Hatch’s desire to raise middle-class taxes

I think the pressure is starting to get to Sen. Orrin Hatch (R-Utah). He saw what happened to his former colleague, Bob Bennett, in a GOP primary in 2010, and Hatch is starting to panic that he’ll meet the same fate.

But when the heat is on, some rise to the occasion, showing poise and grace. Some, like Hatch, just fall apart.

Sen. Orrin Hatch (R-Utah) voted against beginning debate on a measure that would have the Senate declare the rich should share the pain of debt reduction Thursday, a day after arguing that it’s the poor and middle class who need to do more.

“I hear how they’re so caring for the poor and so forth,” Hatch said in remarks on the Senate floor Wednesday, in reference to Democrats. “The poor need jobs! And they also need to share some of the responsibility.”

Hatch went on to say he finds it outrageous that so many millions of Americans don’t pay income taxes, adding, “And that’s going up by the way because of our friend down in the White House and his allies.”

Just so we’re clear, Hatch is incensed because President Obama and his allies aren’t taxing the middle class enough.
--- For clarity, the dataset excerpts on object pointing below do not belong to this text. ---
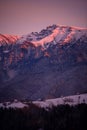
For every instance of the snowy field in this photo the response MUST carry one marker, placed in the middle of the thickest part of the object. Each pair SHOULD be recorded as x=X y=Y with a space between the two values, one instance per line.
x=71 y=100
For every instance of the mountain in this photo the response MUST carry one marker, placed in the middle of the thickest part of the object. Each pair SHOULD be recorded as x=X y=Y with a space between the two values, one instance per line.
x=44 y=65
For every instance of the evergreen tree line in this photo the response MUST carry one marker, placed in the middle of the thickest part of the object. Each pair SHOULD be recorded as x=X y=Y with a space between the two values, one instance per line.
x=63 y=117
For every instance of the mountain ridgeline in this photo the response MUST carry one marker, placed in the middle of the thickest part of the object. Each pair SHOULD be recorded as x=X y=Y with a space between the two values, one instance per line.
x=48 y=64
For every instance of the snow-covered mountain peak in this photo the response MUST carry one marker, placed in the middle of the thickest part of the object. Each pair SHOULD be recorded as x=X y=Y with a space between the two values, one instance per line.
x=56 y=34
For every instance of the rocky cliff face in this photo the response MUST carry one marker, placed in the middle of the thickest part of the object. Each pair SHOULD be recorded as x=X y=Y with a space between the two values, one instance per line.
x=44 y=65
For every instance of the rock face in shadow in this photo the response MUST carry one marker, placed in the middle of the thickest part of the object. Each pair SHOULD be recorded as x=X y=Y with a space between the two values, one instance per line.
x=40 y=69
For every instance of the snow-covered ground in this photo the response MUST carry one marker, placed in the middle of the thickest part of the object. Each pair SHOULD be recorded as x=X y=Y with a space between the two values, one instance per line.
x=71 y=100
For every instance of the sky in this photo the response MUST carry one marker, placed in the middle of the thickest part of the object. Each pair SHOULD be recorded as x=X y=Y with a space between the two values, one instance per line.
x=20 y=17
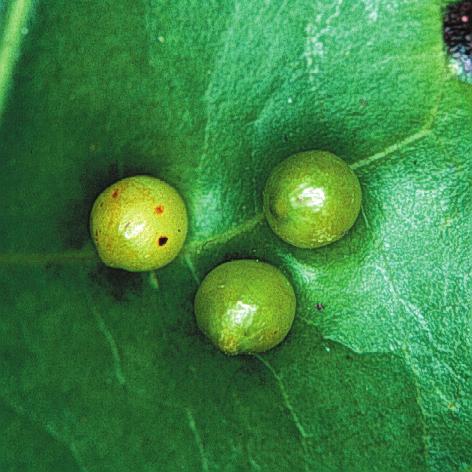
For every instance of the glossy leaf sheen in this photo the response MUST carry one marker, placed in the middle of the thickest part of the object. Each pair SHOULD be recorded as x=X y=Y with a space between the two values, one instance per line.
x=312 y=199
x=245 y=306
x=106 y=370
This comes up from time to time, and I continue to find it fascinating. Specifically, when conservatives complain about too many Americans not paying federal income taxes, they tend to overlook relevant details — such as the fact that these same Americans still pay sales taxes, state taxes, local taxes, Social Security taxes, Medicare/Medicaid taxes, and in many instances, property taxes.

It’s not as if these folks are getting away with something — the existing tax structure leaves them out of the income tax system because they don’t make enough money to qualify.

Moreover, the GOP has a natural revulsion to any tax system, but there’s an eerie comfort with a regressive agenda that showers additional wealth on the rich while asking for more from lower-income workers.

While we’re at it, let’s also not forget that Hatch is the ranking member on the Senate Finance Committee, and would be in a position to serve as chairman if he wins reelection and Republicans take the Senate next year. At that point, he could use his power to punish working people more directly.

Hatch has always been a conservative Republican, but he’d developed a reputation over the years for idiosyncratic positions. Despite being firmly on the right — at least as “the right” was defined in, say, the ’90s — Hatch supported stem-cell research, co-sponsored the DREAM Act, and partnered with Ted Kennedy to pass the State Children’s Health Insurance Program, bringing health coverage to low-income kids. Centrist Democrats hoping to craft a major bipartisan deal would immediately reach out to Hatch.

Needless to say, those days are over.